My boyfriend and I were together for just over two years. It was the first serious relationship either of us had been in, and we were in love. He fought hard to win me over, and he made me feel more special than I have ever felt in my life. He was my world. I trusted him completely and never in my wildest dreams imagined that he could break my heart.
During the last few months of our relationship, I felt a subtle shift. It was nothing to raise any alarms, but I definitely noticed it. I realized that I was usually the one to initiate affection, or to plan an outing, or even to call. He was still kind and loving, but it felt as though his passion had faded.
I confronted him about it. I asked him if he was still in love with me. The moment I said it, I regretted it.

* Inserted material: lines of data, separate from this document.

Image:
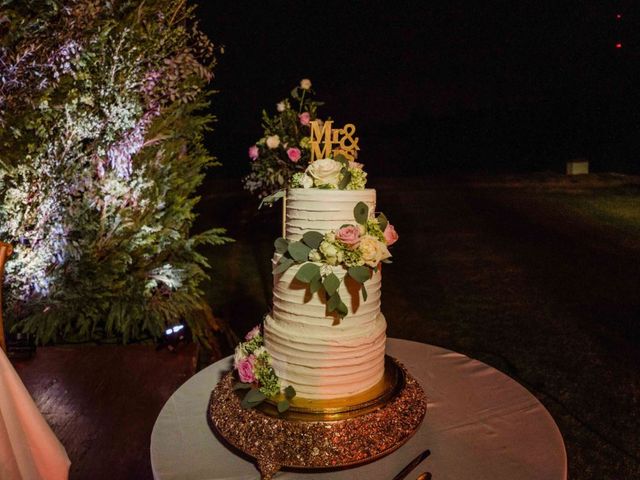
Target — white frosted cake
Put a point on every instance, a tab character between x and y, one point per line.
320	355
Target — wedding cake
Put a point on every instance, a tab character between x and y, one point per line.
324	338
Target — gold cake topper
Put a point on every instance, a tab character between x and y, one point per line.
326	141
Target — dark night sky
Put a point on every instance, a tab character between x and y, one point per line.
437	86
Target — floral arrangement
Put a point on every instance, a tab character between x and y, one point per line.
360	249
101	148
252	363
281	157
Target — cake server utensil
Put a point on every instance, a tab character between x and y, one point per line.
412	464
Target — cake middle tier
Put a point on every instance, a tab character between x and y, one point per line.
295	306
321	355
314	209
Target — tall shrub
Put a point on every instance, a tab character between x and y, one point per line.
101	151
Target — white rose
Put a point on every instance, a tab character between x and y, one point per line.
273	141
307	181
373	250
324	172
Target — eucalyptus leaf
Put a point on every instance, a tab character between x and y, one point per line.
271	199
283	265
334	302
342	159
361	213
283	406
382	221
360	274
289	392
241	386
281	245
298	251
346	178
312	239
307	272
331	283
316	283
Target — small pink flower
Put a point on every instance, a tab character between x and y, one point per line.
252	333
245	369
349	235
305	118
294	154
390	235
253	152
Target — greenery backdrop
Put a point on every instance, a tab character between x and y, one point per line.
101	151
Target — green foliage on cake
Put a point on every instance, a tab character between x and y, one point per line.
358	248
101	150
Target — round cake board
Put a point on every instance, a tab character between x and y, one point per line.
308	439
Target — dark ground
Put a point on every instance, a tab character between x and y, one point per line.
512	272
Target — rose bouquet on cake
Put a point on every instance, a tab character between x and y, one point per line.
284	147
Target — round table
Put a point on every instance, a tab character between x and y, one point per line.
480	425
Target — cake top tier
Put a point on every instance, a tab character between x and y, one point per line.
320	210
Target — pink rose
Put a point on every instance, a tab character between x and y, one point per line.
245	369
305	118
253	152
349	235
252	333
390	235
294	154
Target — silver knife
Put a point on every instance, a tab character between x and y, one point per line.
412	464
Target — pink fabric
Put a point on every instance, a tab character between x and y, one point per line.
28	447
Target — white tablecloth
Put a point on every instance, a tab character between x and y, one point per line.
28	448
480	425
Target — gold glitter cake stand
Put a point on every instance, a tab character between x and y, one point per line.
317	435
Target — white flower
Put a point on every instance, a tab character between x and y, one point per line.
328	249
238	356
314	256
324	172
373	250
259	351
307	181
273	141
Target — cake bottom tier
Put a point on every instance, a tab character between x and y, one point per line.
327	366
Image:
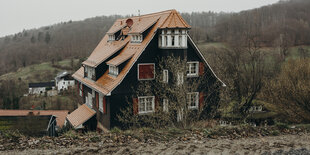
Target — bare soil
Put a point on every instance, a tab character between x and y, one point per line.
283	144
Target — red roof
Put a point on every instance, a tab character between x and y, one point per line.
60	114
80	115
128	51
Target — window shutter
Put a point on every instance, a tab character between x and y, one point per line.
78	87
135	106
201	100
156	103
104	105
97	100
201	68
82	87
146	71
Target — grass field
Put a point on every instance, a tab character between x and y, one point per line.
39	72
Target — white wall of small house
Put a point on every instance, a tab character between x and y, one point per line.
64	84
37	90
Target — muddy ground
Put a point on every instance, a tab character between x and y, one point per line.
279	139
283	144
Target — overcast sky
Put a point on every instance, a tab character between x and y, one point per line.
16	15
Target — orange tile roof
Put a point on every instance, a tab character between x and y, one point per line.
175	21
118	25
80	115
60	114
142	24
126	54
106	83
104	50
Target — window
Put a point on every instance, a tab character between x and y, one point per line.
180	79
100	102
113	70
146	71
165	105
111	37
180	115
137	38
90	72
180	41
192	68
89	100
146	104
192	100
175	38
165	76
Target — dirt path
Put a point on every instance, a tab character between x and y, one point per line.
262	145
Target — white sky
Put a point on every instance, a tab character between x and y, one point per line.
16	15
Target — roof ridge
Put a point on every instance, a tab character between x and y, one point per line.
149	14
181	19
165	20
88	108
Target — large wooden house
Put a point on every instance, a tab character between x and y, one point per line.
126	55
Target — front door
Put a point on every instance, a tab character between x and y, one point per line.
90	100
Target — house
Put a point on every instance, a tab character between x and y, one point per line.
126	55
33	122
63	81
41	87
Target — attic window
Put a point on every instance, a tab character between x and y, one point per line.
113	70
136	38
175	38
146	71
89	72
111	37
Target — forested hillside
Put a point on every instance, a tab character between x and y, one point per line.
287	21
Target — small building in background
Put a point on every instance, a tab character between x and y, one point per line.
33	122
64	80
41	87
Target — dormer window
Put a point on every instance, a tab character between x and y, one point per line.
136	38
173	38
89	72
113	70
111	37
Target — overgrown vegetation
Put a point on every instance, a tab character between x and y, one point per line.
187	99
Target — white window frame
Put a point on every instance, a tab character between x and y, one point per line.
165	105
180	115
111	37
146	64
100	102
90	72
189	100
90	100
192	73
113	70
165	76
136	38
180	79
143	99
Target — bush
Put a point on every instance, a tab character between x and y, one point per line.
282	126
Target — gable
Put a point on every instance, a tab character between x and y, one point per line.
129	51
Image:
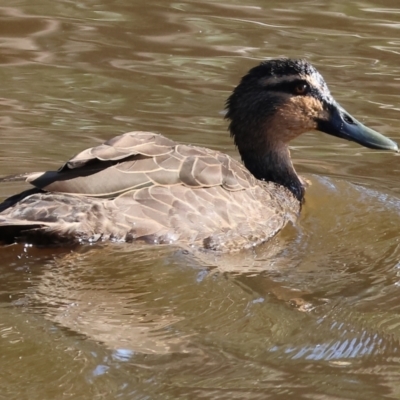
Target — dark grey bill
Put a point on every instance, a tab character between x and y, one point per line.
343	125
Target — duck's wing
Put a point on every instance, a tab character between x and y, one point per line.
141	159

He suddenly looked very confused, and the second he began talking I knew I had opened Pandora's Box. With a pained look in his eyes, he told me he wasn't sure anymore -- that our relationship had become "comfortable." He said he needed time to think.
After a week without contact, he he came over to my apartment. I felt optimistic; I was convinced that we would just end up having a serious talk addressing the inevitable loss of the puppy love stage in our relationship. I was wrong. He told me that he was no longer in love with me, that he no longer wanted to be my boyfriend, but he couldn't imagine losing me as a friend. In that moment I felt my world collapse. I pleaded with him to reconsider, I begged him to stay. Nothing I said had any effect, and he left my place in tears.
It's been six months since I've seen him, and my heart is still in pieces. Our parting was so sudden, I still feel like I'm in shock. After a few months of trying to remain his friend, I quit. The pain of being platonic was too great for me, and my pain was too great for him. Now I'm too scared to reach out to him again for fear of the pain that comes with knowing you've been replaced. All I want is to be back in his arms, but he's let me go and hasn't looked back.
I def know how you are feeling, My boyfriend and i were together for three and a half years, and two months ago he broke up with me out of the blue, he wants nothing to do with me now, and moved on to a different girl...We were eachothers first love and best friend, and so it hurts more then anythinggg.
I amsorry to hear that. Same thing happened to me. 8 months for me. I even forgave her for cheating on me 2 times. Then she just left, only for me to call her two eeks later. Oh i'm on a date. I looked 8 years for this girl of my dreams. Now imagine after picking that person off the floor. Then they say ur a stalker, that they never loved you, never had any feelings for you. Everything was just a transfer of fellings and emotions toward her ex. You are just a mistake (that one hurt the most) I never want to see or hear from you ever again. It has put me through hell.